1.) Everyone gets fever checked at the door starting shift. Fever people go
home.

2.) Scheduling is devised to segregate employees into non-overlapping groups.
We're a work family and we work together in some area. Whatever has to be done
to the schedule or even the job details itself to effect this, as far as
possible, is done. The goal is to make each family unit as small and
physically localized as possible.

3.) Obviously, everyone gets a mask when they become available. If you happen
to have access to a mask, then bring it and use it- you're protecting yourself
and everyone else around you (from you). (Woodworkers, potters, construction
and cement workers etc. normally had a ready supply of N95 and N100 masks on
hand in the beforetime).

4.) Hourly hand washing-sanitizing or whatever your skin can bear.

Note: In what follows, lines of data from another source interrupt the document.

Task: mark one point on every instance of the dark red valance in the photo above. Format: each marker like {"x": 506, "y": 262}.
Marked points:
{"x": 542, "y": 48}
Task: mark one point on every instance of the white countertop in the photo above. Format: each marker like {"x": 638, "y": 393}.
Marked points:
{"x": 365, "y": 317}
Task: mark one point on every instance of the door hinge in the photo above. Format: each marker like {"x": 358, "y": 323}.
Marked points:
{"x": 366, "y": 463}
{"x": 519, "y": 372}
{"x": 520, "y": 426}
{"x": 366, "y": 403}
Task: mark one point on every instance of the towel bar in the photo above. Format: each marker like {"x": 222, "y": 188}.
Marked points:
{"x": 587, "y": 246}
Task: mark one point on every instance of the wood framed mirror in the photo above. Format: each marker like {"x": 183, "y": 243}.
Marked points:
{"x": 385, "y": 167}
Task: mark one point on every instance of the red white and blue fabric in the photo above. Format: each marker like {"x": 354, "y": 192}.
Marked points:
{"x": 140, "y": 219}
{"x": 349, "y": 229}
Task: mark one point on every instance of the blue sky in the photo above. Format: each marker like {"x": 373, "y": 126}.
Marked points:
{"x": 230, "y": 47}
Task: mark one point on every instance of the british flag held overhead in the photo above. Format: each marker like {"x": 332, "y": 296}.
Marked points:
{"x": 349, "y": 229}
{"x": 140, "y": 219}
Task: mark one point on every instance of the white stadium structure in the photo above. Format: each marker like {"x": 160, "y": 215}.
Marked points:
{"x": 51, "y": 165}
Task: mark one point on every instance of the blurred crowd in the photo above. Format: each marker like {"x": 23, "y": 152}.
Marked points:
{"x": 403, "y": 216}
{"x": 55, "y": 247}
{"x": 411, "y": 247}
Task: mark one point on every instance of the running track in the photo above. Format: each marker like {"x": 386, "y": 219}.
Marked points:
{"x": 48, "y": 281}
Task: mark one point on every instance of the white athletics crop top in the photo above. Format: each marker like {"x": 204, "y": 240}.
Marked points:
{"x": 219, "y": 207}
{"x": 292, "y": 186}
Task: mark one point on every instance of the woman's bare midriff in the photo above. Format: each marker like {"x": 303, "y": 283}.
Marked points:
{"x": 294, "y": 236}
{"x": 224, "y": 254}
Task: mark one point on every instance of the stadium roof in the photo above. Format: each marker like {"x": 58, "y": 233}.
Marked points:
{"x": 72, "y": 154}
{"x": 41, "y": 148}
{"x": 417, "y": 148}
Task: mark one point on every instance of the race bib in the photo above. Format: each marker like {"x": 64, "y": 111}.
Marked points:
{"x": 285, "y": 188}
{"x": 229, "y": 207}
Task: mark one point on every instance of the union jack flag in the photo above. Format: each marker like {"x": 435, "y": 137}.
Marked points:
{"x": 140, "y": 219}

5.) Social distancing rules apply to customers and employees both (thinking of
grocery stores here) communicated through signage, flyers and serious verbal
intervention if needed.

4.) Employees are authorized and ordered to do what they have to do to keep
their personal distance from obtuse / heedless / intruding public without
respecting usual rules of "courtesy" and without fear of management
discipline. So also between employees.

5.) Delivery people live outside, w/ exception of bathroom breaks, which can
also be taken at delivery people's residences, where practical.

6.) Deliveries are assembled and placed outside by inside people.

7.) Inside people do not get close to outside people.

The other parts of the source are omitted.